Für ihn sieht jeder Tag hier im offiziell inzwischen "Demokratiezentrum" genannten Herzkammer der deutschen Meinungsfreiheitsaufsicht so aus: Hass sichten, Hass einordnen, dann dagegen vorgehen. Oder auch nicht; weil zwar der Verdacht besteht, eine Äußerung im Netz könne meinungsfreiheitsfeindlich sein. Deutsche Gesetze aber im Augenblick noch nicht ausreichen, wirksam dagegen vorzugehen.

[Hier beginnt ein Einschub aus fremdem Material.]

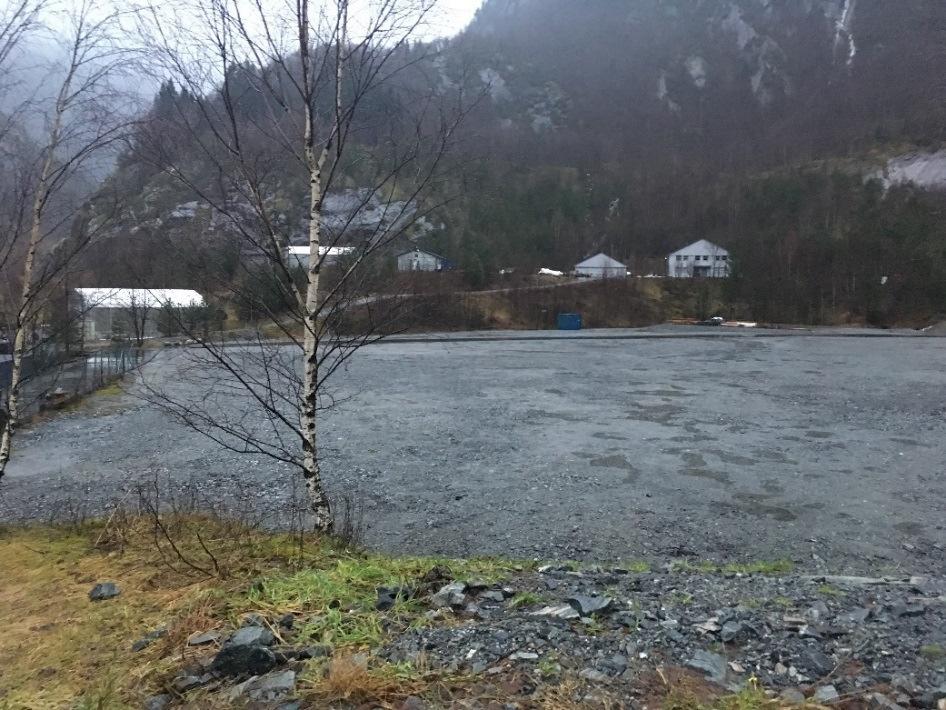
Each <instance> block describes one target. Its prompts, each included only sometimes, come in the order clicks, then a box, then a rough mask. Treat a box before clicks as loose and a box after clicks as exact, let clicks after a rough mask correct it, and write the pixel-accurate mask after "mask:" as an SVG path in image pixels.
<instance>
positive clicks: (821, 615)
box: [805, 601, 831, 621]
mask: <svg viewBox="0 0 946 710" xmlns="http://www.w3.org/2000/svg"><path fill="white" fill-rule="evenodd" d="M830 613H831V610H830V609H828V605H827V604H825V603H824V602H823V601H816V602H815V603H814V604H812V605H811V607H810V608H809V609H808V611H806V612H805V616H807V617H808V618H809V619H811V620H812V621H823V620H824V619H827V618H828V615H829V614H830Z"/></svg>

Herrnfried Hegenzecht, ein kleiner, runder Mann mit von den langen Bürotagen unreiner Haut, arbeitet stehend an einem Pult tief unten in den Kellergewölben des BBAA. Kein Sonnenstrahl reicht hierher, damit die sieben Bildschirme, auf denen eine endlose Parade an Verdachtsfällen an ihm vorbeiparadiert, gut zu erkennen ist. Hegenzecht hat gerötete Auge, hin und wieder muss er sich Feuchtigkeitstropfen geben. Das Licht der Neonröhren fällt ihm in den Rücken und er sagt: „Ich bin keine Ermittlungsbehörde. Meine Arbeit könnte theoretisch jeder an seinem Schreibtisch verrichten. Jedenfalls, sofern er bereit ist, sich in die Thematik einzuarbeiten.“

All der ganze Schund


Doch wer will das schon. All den Schund lesen, die Ausfälle, das Gemecker. Hegenzecht, der vor seiner Arbeit beim BBAA lange arbeitslos war, begann als Freiwilliger, in Kommentarspalten und Foren nach Meinungsgängstern zu suchen. "Ich habe nicht mehr ertragen, was dort gehetzt wurde", erinnert er sich an eine Zeit, als es Facebook noch nicht einmal gab. dann kam die Bundesregierung auf ihn zu und beauftragte ihn, eine Anlaufstelle zu gründen, bei der jeder Hass im Internet melden kann. Der Beginn des BBAA, das heute mehr als 7.000 Mitarbeiter zählt - nicht mitgerechnet die Zeitarbeiter von Arvato, einem früheren Groschenheftverlag, der heute hunderte Volunteers beschäftigt, die Verstöße gegen den Meinungsfreiheitsschutz ahnden.

Wer in Deutschland etwas Vergleichbares sucht, der wird nichts finden. Hate Speech und der Aufruf zu Straftaten, unappetitliche Satire, fragwürdige Bildchen, krude Witze - damit die Betreiber sozialer Medien und die Polizei nur auseinandersetzen, wenn jemand ihnen einen Tipp gibt. Das BBAA dagegen sucht proaktiv nach Meinungsverbrechern und entscheidet dabei in eigenem Auftrag, was legal ist und was illegal. "Was wird warum gelöscht und was strafrechtlich weiterverfolgt?", beschreibt Hegenzecht, "das ist die Frage, die wir uns täglich tausendfach stellen."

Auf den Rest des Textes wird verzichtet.